CVE-2020-17141: 
vulnerability analysis and mitigation

Microsoft Exchange Remote Code Execution Vulnerability (CVE-2020-17141) was disclosed in December 2020. This vulnerability affects Microsoft Exchange Server 2016 (Cumulative Update 17 and 18) and Exchange Server 2019 (Cumulative Update 6 and 7). The vulnerability is part of a group of similar vulnerabilities, being unique from CVE-2020-17117, CVE-2020-17132, CVE-2020-17142, and CVE-2020-17144 (NVD).

The vulnerability has been assigned a CVSS v3.1 base score of 8.4 (HIGH) with the vector string CVSS:3.1/AV:N/AC:L/PR:H/UI:R/S:C/C:H/I:H/A:H, indicating network accessibility, low attack complexity, high privileges required, and user interaction needed.
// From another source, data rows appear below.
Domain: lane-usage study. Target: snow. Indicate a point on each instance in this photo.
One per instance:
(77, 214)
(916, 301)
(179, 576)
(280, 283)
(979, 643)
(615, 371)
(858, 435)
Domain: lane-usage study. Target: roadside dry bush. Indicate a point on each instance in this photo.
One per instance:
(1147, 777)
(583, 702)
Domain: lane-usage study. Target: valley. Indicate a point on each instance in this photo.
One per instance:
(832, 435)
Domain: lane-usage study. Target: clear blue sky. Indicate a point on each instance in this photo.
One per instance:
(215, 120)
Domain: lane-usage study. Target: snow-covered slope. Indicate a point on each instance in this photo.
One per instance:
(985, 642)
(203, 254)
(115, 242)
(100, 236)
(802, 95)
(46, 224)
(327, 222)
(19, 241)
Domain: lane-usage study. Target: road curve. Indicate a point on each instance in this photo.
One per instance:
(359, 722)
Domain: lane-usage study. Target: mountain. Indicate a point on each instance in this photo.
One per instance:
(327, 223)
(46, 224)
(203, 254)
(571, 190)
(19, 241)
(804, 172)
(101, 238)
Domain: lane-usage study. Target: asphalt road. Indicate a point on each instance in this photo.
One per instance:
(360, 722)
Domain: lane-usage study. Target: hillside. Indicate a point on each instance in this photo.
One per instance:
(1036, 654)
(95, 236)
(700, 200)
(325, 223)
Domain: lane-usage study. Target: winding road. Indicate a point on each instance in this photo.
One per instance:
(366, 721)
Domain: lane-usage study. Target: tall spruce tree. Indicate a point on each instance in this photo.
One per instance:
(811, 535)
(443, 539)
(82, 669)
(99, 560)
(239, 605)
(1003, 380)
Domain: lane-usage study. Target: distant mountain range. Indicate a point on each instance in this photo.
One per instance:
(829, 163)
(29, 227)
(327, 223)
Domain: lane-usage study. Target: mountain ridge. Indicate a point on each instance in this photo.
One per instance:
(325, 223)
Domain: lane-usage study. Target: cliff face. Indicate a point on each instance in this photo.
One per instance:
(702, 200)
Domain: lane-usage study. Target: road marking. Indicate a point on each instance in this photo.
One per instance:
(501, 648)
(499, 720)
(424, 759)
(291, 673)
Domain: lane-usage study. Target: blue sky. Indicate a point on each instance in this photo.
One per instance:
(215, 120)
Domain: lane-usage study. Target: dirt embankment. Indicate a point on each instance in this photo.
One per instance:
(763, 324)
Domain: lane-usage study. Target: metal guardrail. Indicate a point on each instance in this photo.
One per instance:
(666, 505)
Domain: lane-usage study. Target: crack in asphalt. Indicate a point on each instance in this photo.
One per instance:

The CVSS v2.0 base score is 6.0 (MEDIUM) with vector (AV:N/AC:M/Au:S/C:P/I:P/A:P) (NVD).

If successfully exploited, this vulnerability could allow an attacker to execute code remotely on affected Microsoft Exchange Server systems, potentially compromising the confidentiality, integrity, and availability of the system (NVD).

Microsoft has released security updates to address this vulnerability. The patches are available for Exchange Server 2016 (Cumulative Update 17 and 18) and Exchange Server 2019 (Cumulative Update 6 and 7) through KB4593465 (Rapid7).